The Finance Ministry’s headquarters building in Tokyo.
16:20 JST, February 13, 2024
TOKYO, Feb 13 (Reuters) – Japan’s government is set to issue its first tranche of bonds to finance development of clean energy resources this week, with investors expecting healthy demand owing to the scarcity of yen-denominated green bonds.
The finance ministry has said it will sell 10-year climate transition bonds on Wednesday and another batch of 5-year bonds later this month. The financing is meant to help the nation cut greenhouse gases to zero by 2050 and become a carbon-neutral society.
Prices of these green bonds in the “when-issued” market, which is the market for securities yet to be issued, show the climate bonds command a premium over regular Japanese government bonds (JGBs).

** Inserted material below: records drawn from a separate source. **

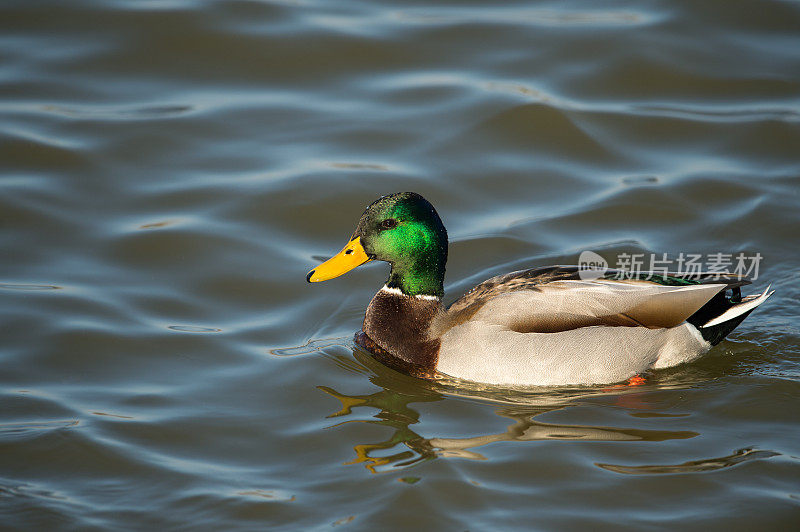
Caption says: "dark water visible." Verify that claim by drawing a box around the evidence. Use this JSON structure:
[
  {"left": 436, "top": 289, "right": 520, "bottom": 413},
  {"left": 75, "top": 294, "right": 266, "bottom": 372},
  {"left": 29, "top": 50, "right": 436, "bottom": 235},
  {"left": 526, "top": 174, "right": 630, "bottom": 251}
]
[{"left": 0, "top": 0, "right": 800, "bottom": 531}]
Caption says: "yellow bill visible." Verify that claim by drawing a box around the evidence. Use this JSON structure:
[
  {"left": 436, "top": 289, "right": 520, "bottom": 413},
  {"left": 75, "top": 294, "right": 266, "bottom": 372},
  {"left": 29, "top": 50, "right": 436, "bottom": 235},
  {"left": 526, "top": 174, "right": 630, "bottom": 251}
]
[{"left": 306, "top": 236, "right": 372, "bottom": 283}]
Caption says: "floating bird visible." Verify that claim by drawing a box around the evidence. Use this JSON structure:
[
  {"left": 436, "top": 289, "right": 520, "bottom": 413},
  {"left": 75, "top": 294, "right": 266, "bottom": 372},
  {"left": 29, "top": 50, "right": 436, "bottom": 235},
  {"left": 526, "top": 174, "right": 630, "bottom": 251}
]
[{"left": 306, "top": 192, "right": 772, "bottom": 386}]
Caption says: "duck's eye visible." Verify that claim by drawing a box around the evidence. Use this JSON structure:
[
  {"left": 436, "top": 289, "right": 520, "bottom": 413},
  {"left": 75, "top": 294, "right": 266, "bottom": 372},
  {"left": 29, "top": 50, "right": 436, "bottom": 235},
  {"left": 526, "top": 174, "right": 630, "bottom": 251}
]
[{"left": 381, "top": 218, "right": 397, "bottom": 229}]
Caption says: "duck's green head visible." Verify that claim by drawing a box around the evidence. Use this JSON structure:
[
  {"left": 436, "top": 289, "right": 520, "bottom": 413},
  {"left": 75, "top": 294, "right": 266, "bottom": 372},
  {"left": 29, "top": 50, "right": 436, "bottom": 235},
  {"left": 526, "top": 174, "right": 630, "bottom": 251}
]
[{"left": 306, "top": 192, "right": 447, "bottom": 297}]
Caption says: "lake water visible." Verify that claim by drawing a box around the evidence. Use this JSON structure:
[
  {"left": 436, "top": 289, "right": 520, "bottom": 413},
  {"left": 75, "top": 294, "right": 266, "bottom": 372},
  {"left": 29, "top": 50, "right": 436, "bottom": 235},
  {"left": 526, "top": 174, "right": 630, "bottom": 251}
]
[{"left": 0, "top": 0, "right": 800, "bottom": 532}]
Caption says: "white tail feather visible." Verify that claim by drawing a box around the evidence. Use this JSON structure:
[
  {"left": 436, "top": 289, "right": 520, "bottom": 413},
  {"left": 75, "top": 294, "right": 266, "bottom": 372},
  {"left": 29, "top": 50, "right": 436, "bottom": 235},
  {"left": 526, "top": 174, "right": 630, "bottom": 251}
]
[{"left": 701, "top": 285, "right": 775, "bottom": 327}]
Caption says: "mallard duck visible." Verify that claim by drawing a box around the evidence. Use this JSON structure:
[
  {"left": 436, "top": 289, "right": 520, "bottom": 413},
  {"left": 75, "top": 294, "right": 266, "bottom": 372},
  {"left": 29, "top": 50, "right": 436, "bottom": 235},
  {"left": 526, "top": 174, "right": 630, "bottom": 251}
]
[{"left": 306, "top": 192, "right": 772, "bottom": 386}]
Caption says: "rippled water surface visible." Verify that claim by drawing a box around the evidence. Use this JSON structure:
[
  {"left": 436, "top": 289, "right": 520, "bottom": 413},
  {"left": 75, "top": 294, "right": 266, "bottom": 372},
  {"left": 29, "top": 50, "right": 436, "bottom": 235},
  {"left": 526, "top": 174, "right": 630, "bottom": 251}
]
[{"left": 0, "top": 0, "right": 800, "bottom": 531}]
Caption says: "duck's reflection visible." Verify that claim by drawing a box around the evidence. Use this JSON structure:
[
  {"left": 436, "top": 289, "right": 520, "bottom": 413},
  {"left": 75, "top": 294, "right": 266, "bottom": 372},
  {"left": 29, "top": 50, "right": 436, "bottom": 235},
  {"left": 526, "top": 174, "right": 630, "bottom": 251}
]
[{"left": 318, "top": 349, "right": 698, "bottom": 473}]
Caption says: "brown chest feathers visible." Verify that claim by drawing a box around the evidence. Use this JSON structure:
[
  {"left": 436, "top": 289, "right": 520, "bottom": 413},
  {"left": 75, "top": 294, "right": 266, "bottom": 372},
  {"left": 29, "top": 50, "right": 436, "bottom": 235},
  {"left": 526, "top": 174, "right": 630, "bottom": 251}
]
[{"left": 355, "top": 289, "right": 442, "bottom": 379}]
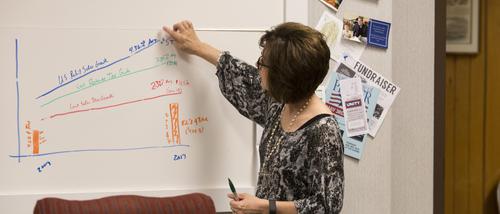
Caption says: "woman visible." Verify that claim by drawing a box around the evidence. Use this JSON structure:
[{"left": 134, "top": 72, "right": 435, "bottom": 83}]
[{"left": 163, "top": 21, "right": 344, "bottom": 213}]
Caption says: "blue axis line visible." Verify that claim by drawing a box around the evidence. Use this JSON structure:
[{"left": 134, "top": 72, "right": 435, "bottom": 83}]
[
  {"left": 16, "top": 38, "right": 21, "bottom": 163},
  {"left": 9, "top": 144, "right": 189, "bottom": 159},
  {"left": 36, "top": 42, "right": 158, "bottom": 99}
]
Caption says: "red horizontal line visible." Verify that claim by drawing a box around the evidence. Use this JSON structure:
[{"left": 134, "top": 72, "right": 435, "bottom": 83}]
[{"left": 46, "top": 91, "right": 182, "bottom": 120}]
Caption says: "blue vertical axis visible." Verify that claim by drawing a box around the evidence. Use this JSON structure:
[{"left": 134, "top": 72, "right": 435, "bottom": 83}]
[{"left": 16, "top": 38, "right": 21, "bottom": 163}]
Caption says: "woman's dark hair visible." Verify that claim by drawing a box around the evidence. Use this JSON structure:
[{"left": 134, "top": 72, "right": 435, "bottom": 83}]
[{"left": 259, "top": 22, "right": 330, "bottom": 103}]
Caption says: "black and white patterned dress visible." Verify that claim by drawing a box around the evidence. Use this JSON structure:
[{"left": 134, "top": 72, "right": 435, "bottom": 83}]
[{"left": 216, "top": 52, "right": 344, "bottom": 213}]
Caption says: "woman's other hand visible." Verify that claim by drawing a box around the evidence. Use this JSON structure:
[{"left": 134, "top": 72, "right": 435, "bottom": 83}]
[{"left": 227, "top": 193, "right": 269, "bottom": 213}]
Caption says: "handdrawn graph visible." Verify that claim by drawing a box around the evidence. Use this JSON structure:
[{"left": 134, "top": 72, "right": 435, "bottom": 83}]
[
  {"left": 9, "top": 28, "right": 213, "bottom": 162},
  {"left": 0, "top": 28, "right": 259, "bottom": 195}
]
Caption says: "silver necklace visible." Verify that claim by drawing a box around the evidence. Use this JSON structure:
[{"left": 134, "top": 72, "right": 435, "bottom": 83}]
[{"left": 288, "top": 97, "right": 312, "bottom": 130}]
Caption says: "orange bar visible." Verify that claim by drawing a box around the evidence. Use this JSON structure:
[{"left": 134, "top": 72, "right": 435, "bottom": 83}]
[{"left": 33, "top": 130, "right": 40, "bottom": 154}]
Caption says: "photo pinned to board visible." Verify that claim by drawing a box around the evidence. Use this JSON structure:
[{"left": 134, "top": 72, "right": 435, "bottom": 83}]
[
  {"left": 342, "top": 12, "right": 370, "bottom": 44},
  {"left": 342, "top": 12, "right": 391, "bottom": 48},
  {"left": 319, "top": 0, "right": 342, "bottom": 12},
  {"left": 316, "top": 11, "right": 365, "bottom": 62}
]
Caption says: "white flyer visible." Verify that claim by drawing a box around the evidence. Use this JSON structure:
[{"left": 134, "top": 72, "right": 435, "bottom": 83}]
[
  {"left": 340, "top": 77, "right": 369, "bottom": 137},
  {"left": 342, "top": 55, "right": 401, "bottom": 137}
]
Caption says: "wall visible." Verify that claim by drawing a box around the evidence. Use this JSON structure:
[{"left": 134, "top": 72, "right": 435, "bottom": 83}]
[
  {"left": 391, "top": 0, "right": 439, "bottom": 213},
  {"left": 309, "top": 0, "right": 434, "bottom": 214},
  {"left": 445, "top": 0, "right": 500, "bottom": 214}
]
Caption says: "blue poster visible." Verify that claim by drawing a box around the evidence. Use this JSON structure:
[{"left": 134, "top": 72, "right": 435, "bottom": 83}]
[{"left": 368, "top": 19, "right": 391, "bottom": 48}]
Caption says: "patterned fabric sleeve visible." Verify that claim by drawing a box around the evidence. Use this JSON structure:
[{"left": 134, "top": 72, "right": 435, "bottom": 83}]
[
  {"left": 294, "top": 118, "right": 344, "bottom": 213},
  {"left": 216, "top": 52, "right": 270, "bottom": 126}
]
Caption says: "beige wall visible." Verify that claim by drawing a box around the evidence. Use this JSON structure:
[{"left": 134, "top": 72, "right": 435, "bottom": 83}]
[
  {"left": 445, "top": 0, "right": 500, "bottom": 214},
  {"left": 309, "top": 0, "right": 434, "bottom": 214}
]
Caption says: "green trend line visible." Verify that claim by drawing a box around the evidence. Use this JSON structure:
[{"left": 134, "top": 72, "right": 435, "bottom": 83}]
[{"left": 40, "top": 61, "right": 169, "bottom": 107}]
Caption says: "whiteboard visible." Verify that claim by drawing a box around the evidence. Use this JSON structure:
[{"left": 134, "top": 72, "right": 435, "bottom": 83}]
[
  {"left": 0, "top": 29, "right": 261, "bottom": 211},
  {"left": 0, "top": 0, "right": 290, "bottom": 213}
]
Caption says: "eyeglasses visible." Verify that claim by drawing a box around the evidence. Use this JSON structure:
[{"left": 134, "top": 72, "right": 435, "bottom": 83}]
[{"left": 255, "top": 56, "right": 269, "bottom": 70}]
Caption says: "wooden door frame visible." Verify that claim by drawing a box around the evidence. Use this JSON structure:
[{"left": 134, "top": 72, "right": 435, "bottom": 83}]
[{"left": 433, "top": 0, "right": 446, "bottom": 214}]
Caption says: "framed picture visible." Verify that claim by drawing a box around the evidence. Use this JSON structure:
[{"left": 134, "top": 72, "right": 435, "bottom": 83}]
[{"left": 446, "top": 0, "right": 479, "bottom": 53}]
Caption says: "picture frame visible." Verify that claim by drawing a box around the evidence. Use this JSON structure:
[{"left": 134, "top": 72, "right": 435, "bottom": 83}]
[{"left": 446, "top": 0, "right": 479, "bottom": 54}]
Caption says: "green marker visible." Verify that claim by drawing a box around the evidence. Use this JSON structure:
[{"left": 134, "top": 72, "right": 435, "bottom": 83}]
[{"left": 227, "top": 178, "right": 239, "bottom": 201}]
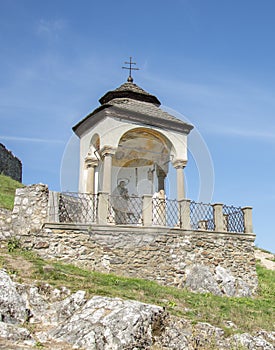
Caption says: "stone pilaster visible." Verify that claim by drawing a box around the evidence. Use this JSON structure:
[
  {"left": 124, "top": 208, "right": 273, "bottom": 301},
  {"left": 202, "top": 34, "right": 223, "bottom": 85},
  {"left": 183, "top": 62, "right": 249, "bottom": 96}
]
[
  {"left": 173, "top": 159, "right": 187, "bottom": 201},
  {"left": 100, "top": 146, "right": 116, "bottom": 194},
  {"left": 85, "top": 156, "right": 98, "bottom": 194}
]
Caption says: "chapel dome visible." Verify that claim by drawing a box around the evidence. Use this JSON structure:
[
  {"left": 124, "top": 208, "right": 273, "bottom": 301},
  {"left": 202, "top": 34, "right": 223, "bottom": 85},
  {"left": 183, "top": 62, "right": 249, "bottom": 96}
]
[{"left": 99, "top": 82, "right": 161, "bottom": 106}]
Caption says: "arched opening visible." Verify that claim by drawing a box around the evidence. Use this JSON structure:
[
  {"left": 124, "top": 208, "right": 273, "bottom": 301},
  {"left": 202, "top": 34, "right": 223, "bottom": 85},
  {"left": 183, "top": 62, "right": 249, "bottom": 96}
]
[{"left": 112, "top": 128, "right": 172, "bottom": 196}]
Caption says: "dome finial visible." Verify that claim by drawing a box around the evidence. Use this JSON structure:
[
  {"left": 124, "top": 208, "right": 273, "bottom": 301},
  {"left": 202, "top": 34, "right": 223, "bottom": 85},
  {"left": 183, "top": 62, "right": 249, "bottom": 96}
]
[{"left": 122, "top": 57, "right": 139, "bottom": 83}]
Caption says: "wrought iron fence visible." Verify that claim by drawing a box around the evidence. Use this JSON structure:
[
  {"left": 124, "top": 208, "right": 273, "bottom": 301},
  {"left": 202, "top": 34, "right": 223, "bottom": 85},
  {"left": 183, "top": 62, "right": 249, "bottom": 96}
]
[
  {"left": 49, "top": 192, "right": 245, "bottom": 233},
  {"left": 58, "top": 192, "right": 97, "bottom": 223},
  {"left": 152, "top": 198, "right": 180, "bottom": 227},
  {"left": 107, "top": 195, "right": 142, "bottom": 225},
  {"left": 222, "top": 205, "right": 244, "bottom": 232},
  {"left": 190, "top": 201, "right": 215, "bottom": 231}
]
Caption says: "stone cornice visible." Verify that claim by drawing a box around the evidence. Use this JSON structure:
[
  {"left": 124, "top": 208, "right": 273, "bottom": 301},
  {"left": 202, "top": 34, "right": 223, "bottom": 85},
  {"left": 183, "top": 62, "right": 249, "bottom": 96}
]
[
  {"left": 85, "top": 155, "right": 98, "bottom": 168},
  {"left": 99, "top": 145, "right": 117, "bottom": 157},
  {"left": 172, "top": 159, "right": 187, "bottom": 169}
]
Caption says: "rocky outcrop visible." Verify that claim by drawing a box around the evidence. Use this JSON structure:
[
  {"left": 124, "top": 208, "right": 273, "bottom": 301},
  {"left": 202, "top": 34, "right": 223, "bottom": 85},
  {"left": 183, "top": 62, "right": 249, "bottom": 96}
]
[{"left": 0, "top": 270, "right": 275, "bottom": 350}]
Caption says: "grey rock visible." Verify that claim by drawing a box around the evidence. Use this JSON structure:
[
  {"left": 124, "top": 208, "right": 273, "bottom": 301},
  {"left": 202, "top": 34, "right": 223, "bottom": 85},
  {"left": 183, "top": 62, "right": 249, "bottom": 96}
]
[
  {"left": 185, "top": 265, "right": 222, "bottom": 295},
  {"left": 48, "top": 290, "right": 86, "bottom": 324},
  {"left": 0, "top": 322, "right": 31, "bottom": 341},
  {"left": 231, "top": 333, "right": 275, "bottom": 350},
  {"left": 215, "top": 266, "right": 236, "bottom": 297},
  {"left": 49, "top": 297, "right": 165, "bottom": 350},
  {"left": 0, "top": 270, "right": 27, "bottom": 323}
]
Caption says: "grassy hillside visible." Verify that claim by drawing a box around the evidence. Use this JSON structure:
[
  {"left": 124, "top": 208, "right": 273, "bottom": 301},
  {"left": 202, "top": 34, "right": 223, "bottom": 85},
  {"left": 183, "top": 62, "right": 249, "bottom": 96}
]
[
  {"left": 0, "top": 240, "right": 275, "bottom": 335},
  {"left": 0, "top": 174, "right": 24, "bottom": 210}
]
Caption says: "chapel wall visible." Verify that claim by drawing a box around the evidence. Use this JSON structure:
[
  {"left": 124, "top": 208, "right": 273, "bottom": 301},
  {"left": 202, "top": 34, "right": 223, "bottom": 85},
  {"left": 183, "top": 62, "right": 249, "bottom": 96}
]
[{"left": 0, "top": 143, "right": 22, "bottom": 182}]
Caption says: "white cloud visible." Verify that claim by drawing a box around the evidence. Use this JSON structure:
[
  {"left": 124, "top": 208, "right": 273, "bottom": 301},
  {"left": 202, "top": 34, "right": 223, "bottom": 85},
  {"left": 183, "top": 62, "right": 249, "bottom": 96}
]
[
  {"left": 36, "top": 19, "right": 67, "bottom": 39},
  {"left": 0, "top": 136, "right": 63, "bottom": 143},
  {"left": 206, "top": 125, "right": 275, "bottom": 141}
]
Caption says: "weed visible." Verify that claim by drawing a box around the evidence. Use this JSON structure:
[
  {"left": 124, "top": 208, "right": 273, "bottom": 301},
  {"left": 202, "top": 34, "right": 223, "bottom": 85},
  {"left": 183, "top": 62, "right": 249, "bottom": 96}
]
[{"left": 8, "top": 237, "right": 21, "bottom": 253}]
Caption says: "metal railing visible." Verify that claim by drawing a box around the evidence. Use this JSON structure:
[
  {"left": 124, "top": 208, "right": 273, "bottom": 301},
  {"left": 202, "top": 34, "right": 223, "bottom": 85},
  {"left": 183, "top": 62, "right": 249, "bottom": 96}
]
[
  {"left": 107, "top": 195, "right": 142, "bottom": 225},
  {"left": 49, "top": 192, "right": 252, "bottom": 233},
  {"left": 152, "top": 198, "right": 181, "bottom": 227},
  {"left": 190, "top": 201, "right": 215, "bottom": 231},
  {"left": 58, "top": 192, "right": 97, "bottom": 223},
  {"left": 222, "top": 205, "right": 244, "bottom": 232}
]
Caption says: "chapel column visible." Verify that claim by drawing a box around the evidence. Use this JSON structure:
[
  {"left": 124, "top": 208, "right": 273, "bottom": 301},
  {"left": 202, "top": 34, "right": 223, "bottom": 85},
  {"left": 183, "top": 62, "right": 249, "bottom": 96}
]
[
  {"left": 85, "top": 156, "right": 98, "bottom": 194},
  {"left": 157, "top": 166, "right": 167, "bottom": 192},
  {"left": 173, "top": 159, "right": 187, "bottom": 201},
  {"left": 101, "top": 146, "right": 116, "bottom": 194}
]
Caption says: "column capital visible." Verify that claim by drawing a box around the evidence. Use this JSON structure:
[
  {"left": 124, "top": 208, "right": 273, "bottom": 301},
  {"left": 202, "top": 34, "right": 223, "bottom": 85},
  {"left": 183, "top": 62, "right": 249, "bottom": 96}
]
[
  {"left": 85, "top": 155, "right": 98, "bottom": 168},
  {"left": 172, "top": 159, "right": 187, "bottom": 169},
  {"left": 100, "top": 145, "right": 117, "bottom": 158}
]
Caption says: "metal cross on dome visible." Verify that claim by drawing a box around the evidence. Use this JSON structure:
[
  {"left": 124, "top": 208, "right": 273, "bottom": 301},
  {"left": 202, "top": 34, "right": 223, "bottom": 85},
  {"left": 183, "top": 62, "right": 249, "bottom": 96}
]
[{"left": 122, "top": 57, "right": 139, "bottom": 83}]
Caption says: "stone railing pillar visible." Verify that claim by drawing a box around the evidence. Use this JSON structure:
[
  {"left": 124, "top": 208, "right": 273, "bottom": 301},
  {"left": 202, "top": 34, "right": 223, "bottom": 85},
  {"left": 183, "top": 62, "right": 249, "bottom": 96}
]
[
  {"left": 173, "top": 159, "right": 187, "bottom": 201},
  {"left": 242, "top": 207, "right": 253, "bottom": 233},
  {"left": 85, "top": 157, "right": 98, "bottom": 194},
  {"left": 97, "top": 192, "right": 109, "bottom": 225},
  {"left": 142, "top": 194, "right": 153, "bottom": 226},
  {"left": 48, "top": 191, "right": 59, "bottom": 222},
  {"left": 212, "top": 203, "right": 224, "bottom": 232},
  {"left": 179, "top": 199, "right": 191, "bottom": 230},
  {"left": 100, "top": 146, "right": 116, "bottom": 194}
]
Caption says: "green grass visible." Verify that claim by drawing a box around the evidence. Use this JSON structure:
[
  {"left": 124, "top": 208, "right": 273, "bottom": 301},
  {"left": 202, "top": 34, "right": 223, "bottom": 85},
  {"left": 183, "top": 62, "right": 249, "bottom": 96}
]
[
  {"left": 0, "top": 174, "right": 24, "bottom": 210},
  {"left": 0, "top": 242, "right": 275, "bottom": 335}
]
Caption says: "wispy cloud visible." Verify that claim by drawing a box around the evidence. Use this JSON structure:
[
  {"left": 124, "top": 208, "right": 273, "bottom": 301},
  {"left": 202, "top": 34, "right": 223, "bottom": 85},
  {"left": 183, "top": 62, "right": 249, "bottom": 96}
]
[
  {"left": 206, "top": 126, "right": 275, "bottom": 141},
  {"left": 0, "top": 135, "right": 64, "bottom": 143},
  {"left": 36, "top": 19, "right": 67, "bottom": 39}
]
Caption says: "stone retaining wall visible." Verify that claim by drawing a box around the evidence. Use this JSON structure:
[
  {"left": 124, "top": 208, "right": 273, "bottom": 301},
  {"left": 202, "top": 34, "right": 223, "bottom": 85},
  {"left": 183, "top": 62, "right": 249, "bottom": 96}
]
[
  {"left": 0, "top": 143, "right": 22, "bottom": 182},
  {"left": 0, "top": 208, "right": 13, "bottom": 241},
  {"left": 0, "top": 184, "right": 257, "bottom": 296},
  {"left": 12, "top": 184, "right": 49, "bottom": 235},
  {"left": 21, "top": 224, "right": 257, "bottom": 296}
]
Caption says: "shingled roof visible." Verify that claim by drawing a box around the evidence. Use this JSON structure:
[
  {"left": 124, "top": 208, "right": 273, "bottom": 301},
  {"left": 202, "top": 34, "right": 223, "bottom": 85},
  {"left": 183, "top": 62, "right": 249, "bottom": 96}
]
[{"left": 73, "top": 82, "right": 193, "bottom": 136}]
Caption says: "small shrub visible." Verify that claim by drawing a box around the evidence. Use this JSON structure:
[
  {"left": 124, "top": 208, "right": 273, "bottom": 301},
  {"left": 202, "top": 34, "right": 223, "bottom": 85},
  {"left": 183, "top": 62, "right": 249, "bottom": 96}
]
[{"left": 8, "top": 237, "right": 21, "bottom": 253}]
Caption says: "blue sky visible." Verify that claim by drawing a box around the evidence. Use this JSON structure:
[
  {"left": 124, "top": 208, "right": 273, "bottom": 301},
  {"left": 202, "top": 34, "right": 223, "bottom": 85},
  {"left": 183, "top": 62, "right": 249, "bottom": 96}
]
[{"left": 0, "top": 0, "right": 275, "bottom": 252}]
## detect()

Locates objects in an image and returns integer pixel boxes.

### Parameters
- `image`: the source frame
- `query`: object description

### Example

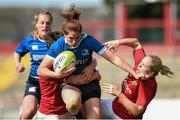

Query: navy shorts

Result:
[59,80,101,103]
[24,76,41,103]
[77,80,101,103]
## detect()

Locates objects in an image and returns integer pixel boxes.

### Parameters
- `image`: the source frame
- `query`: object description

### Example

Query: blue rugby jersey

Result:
[47,33,106,74]
[16,35,48,78]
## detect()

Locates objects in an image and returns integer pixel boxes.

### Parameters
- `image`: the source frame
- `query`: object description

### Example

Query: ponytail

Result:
[60,4,82,35]
[149,55,174,78]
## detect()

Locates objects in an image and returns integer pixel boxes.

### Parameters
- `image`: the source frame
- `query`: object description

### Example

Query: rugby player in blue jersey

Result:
[14,11,53,119]
[38,6,139,119]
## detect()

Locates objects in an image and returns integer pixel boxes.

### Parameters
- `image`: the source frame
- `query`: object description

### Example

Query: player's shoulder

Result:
[24,34,35,41]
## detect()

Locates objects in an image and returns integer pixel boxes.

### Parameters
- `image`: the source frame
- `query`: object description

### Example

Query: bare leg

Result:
[21,95,38,120]
[83,98,101,119]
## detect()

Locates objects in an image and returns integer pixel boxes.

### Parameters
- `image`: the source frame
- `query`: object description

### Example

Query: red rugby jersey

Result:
[112,48,157,119]
[39,77,67,115]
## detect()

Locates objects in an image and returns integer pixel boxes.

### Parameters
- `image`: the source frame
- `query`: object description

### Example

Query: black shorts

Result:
[76,80,101,103]
[24,76,41,103]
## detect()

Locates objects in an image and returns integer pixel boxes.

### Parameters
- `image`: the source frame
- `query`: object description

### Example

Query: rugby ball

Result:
[53,51,77,73]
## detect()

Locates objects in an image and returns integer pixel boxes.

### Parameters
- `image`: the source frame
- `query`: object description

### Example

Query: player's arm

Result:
[117,93,145,116]
[14,52,25,72]
[101,83,145,116]
[101,49,141,79]
[105,38,142,52]
[37,57,75,78]
[65,71,101,85]
[82,58,97,80]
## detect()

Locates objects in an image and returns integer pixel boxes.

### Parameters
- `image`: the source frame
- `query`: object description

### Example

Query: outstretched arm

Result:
[14,52,25,72]
[105,38,142,52]
[101,83,145,116]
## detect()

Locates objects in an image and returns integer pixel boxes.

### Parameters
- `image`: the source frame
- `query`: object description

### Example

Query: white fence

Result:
[143,99,180,120]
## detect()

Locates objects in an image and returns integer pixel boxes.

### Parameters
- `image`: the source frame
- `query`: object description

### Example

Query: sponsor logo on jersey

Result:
[82,49,89,56]
[77,58,88,64]
[32,45,38,50]
[32,55,46,61]
[29,87,36,92]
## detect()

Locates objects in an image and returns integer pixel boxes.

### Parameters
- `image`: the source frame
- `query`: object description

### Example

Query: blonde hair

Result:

Yields on the 10-year climate transition bonds were 0.655% on Tuesday in the when-issued market, compared with 0.72% on 10-year JGBs. The finance ministry will sell about 800 billion yen ($5.35 billion) of these 10-year green bonds.
“If investors buy the climate transition bonds for the purpose of making green investments, they are unlikely to sell the securities in the market promptly,” said Naoya Hasegawa, senior bond strategist at Okasan Securities.
The demand from sustainability-focused funds and investors will keep these bonds at a premium, and yet their scarcity will also mean less churn and less secondary-market liquidity, analysts said.
“If the bonds witness stable demand in the primary market and investors can sell them whenever they want, that would be ideal,” said Keisuke Tsuruta, a senior fixed income strategist at Mitsubishi UFJ Morgan Stanley Securities.
“But it is not certain if the market will turn out to be that way.”
The bond sale is part of Prime Minister Fumio Kishida’s plan to sell 20 trillion yen of bonds to help finance projects such as developing low-cost wind power generators and airplanes that use alternative fuels.
The finance ministry plans to sell another 800 billion yen of five-year climate bonds on Feb. 27, which will be followed by sales of 1.4 trillion yen of such bonds in the fiscal year starting in April.
Together with Japanese companies, the government aims to make investments worth 150 trillion yen in green energy projects over the next decade.